Homework Statement: Prove without using Cardano's formula that $\sqrt[3]{18+\sqrt{325}}+\sqrt[3]{18-\sqrt{325}}=3$.
Relevant Equations: None.

Proof:

Let $x=\sqrt[3]{18+\sqrt{325}}+\sqrt[3]{18-\sqrt{325}}$.

[...]

so $x^3+3x=36$.

From here, it's clear and obvious that $x=3$ is a solution since $3^3+3(3)=36$ by direct substitution. But how to solve this cubic equation $x^3+3x=36$ so that I can get $x=3$ to finish this proof?

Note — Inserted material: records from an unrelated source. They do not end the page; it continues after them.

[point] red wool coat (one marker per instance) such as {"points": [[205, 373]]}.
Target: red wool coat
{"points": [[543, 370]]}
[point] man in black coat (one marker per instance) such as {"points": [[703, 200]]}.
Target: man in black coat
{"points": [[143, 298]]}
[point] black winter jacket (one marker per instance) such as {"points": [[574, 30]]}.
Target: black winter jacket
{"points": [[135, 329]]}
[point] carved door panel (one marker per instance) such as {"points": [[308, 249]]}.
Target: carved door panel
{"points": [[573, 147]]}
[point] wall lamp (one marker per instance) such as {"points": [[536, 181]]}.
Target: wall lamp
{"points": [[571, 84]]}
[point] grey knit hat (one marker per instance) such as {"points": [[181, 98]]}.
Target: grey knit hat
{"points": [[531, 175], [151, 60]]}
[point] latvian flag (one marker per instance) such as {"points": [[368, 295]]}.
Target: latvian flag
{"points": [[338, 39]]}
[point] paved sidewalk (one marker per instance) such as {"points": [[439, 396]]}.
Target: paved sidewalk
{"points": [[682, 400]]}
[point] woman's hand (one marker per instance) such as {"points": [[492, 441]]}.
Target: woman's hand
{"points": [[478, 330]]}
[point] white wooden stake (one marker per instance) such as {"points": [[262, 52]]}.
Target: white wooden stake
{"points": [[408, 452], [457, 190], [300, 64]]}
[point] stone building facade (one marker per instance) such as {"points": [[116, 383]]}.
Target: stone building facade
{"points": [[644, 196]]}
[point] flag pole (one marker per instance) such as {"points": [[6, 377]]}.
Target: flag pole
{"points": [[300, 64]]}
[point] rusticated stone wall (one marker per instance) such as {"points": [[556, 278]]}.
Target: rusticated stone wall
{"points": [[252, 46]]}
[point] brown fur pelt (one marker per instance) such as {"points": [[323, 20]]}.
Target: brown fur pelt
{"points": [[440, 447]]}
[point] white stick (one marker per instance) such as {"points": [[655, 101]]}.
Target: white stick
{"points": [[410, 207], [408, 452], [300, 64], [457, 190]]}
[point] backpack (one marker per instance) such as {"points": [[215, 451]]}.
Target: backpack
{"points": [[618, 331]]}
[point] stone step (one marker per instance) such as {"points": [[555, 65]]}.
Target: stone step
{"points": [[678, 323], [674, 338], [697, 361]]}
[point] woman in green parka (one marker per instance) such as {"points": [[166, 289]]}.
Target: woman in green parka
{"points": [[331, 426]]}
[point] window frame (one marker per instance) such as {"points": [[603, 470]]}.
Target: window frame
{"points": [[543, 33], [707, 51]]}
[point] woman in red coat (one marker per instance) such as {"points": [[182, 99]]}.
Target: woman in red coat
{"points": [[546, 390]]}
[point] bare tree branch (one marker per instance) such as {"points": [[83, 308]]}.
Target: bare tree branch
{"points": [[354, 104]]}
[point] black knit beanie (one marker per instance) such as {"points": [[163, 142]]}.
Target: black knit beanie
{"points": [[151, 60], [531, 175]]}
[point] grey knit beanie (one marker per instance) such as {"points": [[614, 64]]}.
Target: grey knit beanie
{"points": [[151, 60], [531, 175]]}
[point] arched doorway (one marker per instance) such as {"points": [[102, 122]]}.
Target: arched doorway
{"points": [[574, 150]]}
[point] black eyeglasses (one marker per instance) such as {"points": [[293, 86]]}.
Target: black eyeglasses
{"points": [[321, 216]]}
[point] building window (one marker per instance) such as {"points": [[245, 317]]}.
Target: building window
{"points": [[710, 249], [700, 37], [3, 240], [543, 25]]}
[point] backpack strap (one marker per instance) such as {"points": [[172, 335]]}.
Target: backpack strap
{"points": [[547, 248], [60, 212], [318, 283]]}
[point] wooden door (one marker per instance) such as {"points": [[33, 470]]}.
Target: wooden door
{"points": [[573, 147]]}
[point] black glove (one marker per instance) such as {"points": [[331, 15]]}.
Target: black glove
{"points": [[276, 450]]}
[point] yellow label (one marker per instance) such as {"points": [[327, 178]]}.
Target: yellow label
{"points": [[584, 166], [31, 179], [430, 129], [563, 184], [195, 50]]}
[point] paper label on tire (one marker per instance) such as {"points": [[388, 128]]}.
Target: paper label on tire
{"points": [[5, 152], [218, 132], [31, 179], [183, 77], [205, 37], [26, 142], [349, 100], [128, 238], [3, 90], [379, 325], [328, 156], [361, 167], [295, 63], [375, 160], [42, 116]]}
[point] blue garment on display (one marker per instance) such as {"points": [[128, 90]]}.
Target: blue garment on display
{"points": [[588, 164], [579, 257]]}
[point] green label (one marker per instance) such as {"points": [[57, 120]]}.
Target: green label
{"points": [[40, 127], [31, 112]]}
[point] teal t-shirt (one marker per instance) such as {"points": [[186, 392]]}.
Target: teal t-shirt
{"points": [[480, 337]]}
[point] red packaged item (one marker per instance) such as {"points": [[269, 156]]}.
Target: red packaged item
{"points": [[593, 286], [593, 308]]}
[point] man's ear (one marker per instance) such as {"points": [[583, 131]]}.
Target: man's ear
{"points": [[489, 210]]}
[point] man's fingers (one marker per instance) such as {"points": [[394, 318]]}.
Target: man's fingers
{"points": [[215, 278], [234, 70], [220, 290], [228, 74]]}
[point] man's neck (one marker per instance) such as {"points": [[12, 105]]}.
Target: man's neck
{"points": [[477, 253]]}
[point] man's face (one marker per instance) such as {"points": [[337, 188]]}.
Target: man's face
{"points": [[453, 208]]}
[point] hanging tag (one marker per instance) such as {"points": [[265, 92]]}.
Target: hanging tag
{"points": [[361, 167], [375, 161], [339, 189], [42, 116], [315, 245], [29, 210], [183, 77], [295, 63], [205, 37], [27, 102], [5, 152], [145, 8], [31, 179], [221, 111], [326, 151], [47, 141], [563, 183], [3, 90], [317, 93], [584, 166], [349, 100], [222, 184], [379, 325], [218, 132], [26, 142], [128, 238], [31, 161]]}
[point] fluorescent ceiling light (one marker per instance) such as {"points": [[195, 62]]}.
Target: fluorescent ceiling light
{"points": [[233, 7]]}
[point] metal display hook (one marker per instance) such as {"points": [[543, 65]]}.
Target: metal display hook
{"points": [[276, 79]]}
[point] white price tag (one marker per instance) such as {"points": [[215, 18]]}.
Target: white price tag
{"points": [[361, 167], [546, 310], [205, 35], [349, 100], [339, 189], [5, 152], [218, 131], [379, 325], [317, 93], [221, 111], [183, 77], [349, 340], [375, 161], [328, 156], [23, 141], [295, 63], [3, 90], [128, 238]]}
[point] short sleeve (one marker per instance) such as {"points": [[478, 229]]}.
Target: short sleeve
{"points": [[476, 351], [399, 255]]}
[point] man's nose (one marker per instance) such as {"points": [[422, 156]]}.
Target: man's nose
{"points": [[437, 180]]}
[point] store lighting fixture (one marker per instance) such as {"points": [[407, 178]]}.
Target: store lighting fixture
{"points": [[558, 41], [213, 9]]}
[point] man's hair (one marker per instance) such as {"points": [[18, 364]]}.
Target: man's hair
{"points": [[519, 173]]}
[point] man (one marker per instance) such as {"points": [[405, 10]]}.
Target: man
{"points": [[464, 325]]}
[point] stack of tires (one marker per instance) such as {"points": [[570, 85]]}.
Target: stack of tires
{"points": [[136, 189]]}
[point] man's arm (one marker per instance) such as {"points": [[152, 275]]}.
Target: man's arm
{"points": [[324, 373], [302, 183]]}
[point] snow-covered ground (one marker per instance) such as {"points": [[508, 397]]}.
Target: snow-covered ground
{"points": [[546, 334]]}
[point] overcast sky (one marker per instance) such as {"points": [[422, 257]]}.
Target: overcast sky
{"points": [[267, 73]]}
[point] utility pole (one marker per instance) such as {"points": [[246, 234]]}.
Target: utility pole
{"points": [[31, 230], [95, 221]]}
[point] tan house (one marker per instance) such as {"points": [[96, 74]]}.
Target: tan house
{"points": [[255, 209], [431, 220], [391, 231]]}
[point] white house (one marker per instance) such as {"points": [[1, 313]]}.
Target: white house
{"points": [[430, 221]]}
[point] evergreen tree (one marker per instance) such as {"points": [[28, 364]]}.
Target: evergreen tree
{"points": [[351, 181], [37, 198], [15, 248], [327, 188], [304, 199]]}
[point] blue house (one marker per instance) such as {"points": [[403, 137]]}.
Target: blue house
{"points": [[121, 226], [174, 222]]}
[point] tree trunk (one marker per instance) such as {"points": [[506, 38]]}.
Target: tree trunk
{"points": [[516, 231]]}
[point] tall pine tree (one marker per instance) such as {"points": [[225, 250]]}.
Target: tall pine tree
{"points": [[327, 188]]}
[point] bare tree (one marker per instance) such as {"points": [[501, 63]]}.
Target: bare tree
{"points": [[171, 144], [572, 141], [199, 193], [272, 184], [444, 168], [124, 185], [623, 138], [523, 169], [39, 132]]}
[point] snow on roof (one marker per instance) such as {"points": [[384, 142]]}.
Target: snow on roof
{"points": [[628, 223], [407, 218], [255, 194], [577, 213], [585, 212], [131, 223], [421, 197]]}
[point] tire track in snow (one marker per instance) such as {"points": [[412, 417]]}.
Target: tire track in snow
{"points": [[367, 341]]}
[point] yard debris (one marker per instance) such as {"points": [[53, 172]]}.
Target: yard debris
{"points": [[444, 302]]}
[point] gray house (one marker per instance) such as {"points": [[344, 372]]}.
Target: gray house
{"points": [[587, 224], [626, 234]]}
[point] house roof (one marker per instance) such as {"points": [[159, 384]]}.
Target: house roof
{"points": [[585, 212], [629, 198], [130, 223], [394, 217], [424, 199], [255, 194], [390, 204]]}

You have shown that $x = 3$ is a real solution. All that remains is to show that is it the only real solution. To that end, you can write $$x^3 + 3x - 36 = (x- 3)\left((x - a)^2 + b\right).$$ Expanding the right hand side and comparing coefficients of powers of $x$ will give you $a$ and $b$.

Alternatively, it should be fairly obvious that the derivative of $f(x) = x^3 + 3x - 36$ is strictly positive; hence $f$ has at most one real root. If you don't want to use calculus, you can still show that it is strictly increasing by factorizing $$\begin{split} f(x) - f(y) &= x^3 + 3x - y^3 - 3y \\ &= (x - y)(x^2 + xy + y^2 + 3)\end{split}$$ and showing that the second factor is strictly positive, which reduces to the first method on setting $y = 3$.

 

[MidgetDwarf]

I am assuming since this is posted in precal section, it safe to assume we are working with a field., ie., R?

If so, once op arrives at the polynomial. If we plug in 3 into the polynomial we get a zero.

Therefor x-3 is a linear factor.

Then we use divide the polynomial by the linear factor, and find out what the quadratic is [post 6 by fresh].

If we are assuming a field, then we can use Eisenstein's Criterion with p=3. Then it would follow that the quadratic is irreducible which implies that the quadratic has no linear factors.

Therefore x = 3 is the only real root.

I may be wrong [its been a while since I did ring theory], and naturally, I would proceed with the Calculus approach as mentioned above.

 

[DaveE]

I am assuming since this is posted in precal section, it safe to assume we are working with a field., ie., R?

I learned about complex numbers and polynomial roots a few years before I knew any calculus. I don't even really see much connection between the two subjects.